The bridge is 170 metres long, with a width of 6.20 metres and reaching an height of 34 metres. It's made of steel and concrete.

From Wikipedia:
(visit link)

"Designed by the Spanish architect Santiago Calatrava on a plan very similar to a 250-metre bridge over the Guadalquivir River in Seville, Spain (1992) and a 213-metre bridge over the Sacramento River in Redding, California (2004), it has a forward-, rather than a reverse-angled cantilever, as is seen in those bridges. Started in 1998, it was inaugurated on December 20, 2001, and is the first of only two Calatrava structures in Latin America. The architect has described the design as a synthesis of the image of a couple dancing the tango.

The 170-metre pedestrian bridge weighs 800 tonnes, is 6.20 m wide and is divided into two fixed portions, 25 m and 32.50 m long respectively, and a middle section of 102.5 m that rotates on a white concrete pylon, allowing vessels to pass in less than two minutes. This central section is supported by a steel "needle" with a concrete core, about 34 m high. The "needle," inclined at a 39° angle, anchors suspension cables which support the central span. A computer system at the eastern end of the bridge operates the turning mechanism when required.

The short pylon seen below and beyond the cantilever spar is the resting place when the bridge is open. The ship beyond is the museum ship Presidente Sarmiento


A number of streets in the Puerto Madero district have women's names, thus giving the bridge its name.
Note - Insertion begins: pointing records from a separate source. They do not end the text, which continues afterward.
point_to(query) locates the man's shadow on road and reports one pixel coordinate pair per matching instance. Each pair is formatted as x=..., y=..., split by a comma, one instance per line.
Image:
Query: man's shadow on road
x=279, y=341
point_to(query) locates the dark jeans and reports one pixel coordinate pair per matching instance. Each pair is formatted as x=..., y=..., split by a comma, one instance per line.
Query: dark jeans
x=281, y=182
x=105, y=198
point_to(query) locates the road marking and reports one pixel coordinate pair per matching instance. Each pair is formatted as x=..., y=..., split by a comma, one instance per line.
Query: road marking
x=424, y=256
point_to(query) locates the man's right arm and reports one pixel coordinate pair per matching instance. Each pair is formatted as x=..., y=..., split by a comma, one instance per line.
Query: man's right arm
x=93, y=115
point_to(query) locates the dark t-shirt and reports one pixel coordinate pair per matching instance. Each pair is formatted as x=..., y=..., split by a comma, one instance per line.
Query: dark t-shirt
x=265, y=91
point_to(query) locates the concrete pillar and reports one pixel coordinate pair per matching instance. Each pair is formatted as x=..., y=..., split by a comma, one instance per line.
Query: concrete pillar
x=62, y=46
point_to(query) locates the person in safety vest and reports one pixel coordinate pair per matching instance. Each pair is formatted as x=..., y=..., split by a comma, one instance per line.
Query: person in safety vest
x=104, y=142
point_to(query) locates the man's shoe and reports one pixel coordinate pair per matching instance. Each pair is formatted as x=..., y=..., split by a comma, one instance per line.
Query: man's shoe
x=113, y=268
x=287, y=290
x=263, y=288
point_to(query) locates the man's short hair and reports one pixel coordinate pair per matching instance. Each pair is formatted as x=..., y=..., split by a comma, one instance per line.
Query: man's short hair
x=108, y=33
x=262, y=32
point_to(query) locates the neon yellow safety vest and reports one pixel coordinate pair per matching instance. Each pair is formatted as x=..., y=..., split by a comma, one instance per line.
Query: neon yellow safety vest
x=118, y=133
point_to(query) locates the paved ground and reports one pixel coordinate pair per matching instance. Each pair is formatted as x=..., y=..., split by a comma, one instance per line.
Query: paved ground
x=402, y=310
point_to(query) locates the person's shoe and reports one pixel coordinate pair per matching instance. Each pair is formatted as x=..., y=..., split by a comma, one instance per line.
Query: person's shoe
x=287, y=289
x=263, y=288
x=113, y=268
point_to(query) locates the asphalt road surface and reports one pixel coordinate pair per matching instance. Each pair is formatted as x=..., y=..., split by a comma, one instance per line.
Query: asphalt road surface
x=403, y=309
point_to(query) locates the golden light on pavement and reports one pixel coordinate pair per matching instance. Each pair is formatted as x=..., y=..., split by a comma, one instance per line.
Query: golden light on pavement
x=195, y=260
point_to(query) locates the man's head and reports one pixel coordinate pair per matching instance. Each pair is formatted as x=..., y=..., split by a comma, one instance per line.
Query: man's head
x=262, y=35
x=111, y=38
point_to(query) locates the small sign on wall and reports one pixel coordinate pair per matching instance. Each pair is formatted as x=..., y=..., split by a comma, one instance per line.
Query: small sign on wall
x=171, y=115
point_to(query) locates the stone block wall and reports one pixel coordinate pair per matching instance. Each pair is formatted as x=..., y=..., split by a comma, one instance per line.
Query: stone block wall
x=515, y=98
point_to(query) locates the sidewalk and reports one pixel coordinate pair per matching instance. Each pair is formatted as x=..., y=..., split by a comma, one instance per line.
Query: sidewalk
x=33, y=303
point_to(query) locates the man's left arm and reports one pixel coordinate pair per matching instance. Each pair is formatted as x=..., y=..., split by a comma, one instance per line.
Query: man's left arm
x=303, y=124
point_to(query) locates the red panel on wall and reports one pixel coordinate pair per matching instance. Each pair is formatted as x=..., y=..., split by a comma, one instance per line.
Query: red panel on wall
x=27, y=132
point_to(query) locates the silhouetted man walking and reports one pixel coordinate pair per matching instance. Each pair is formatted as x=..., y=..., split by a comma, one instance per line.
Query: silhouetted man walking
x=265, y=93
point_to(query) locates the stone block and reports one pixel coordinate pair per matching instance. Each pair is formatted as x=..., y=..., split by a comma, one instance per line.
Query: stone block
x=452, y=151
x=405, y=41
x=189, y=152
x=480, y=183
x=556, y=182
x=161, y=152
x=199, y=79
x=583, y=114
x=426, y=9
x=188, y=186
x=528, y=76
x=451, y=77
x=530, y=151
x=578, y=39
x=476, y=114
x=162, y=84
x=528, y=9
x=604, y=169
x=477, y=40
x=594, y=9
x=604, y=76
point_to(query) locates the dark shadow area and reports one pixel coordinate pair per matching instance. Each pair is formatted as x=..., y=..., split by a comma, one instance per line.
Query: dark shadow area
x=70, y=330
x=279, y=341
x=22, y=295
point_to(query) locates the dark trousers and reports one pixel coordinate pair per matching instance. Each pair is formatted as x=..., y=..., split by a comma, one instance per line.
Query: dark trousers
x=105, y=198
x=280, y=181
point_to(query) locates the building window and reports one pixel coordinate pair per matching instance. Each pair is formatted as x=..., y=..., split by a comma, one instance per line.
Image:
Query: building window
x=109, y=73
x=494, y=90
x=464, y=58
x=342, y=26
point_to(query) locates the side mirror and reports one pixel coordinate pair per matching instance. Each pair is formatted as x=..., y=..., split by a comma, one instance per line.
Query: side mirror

The work was conceived by businessman Alberto L. González, who donated money for its construction. Costing about US$6 million, the bridge was manufactured by the Urssa steel fabrication conglomerate in the city of Vitoria-Gasteiz in the Basque Country of northern Spain.

According to business executive Bob Schmetterer, the bridge was not part of the original Puerto Madero project. Jorge Heymann, a Buenos Aires advertising executive, had been hired to develop an advertising campaign for Puerto Madero, but his analysis showed that the biggest challenge of the site was access, not public awareness. A landmark footbridge, Heymann suggested, while certainly more costly than an initial advertising campaign would have been, would be more practical and lasting. The developer agreed with the assessment, and he built the structure."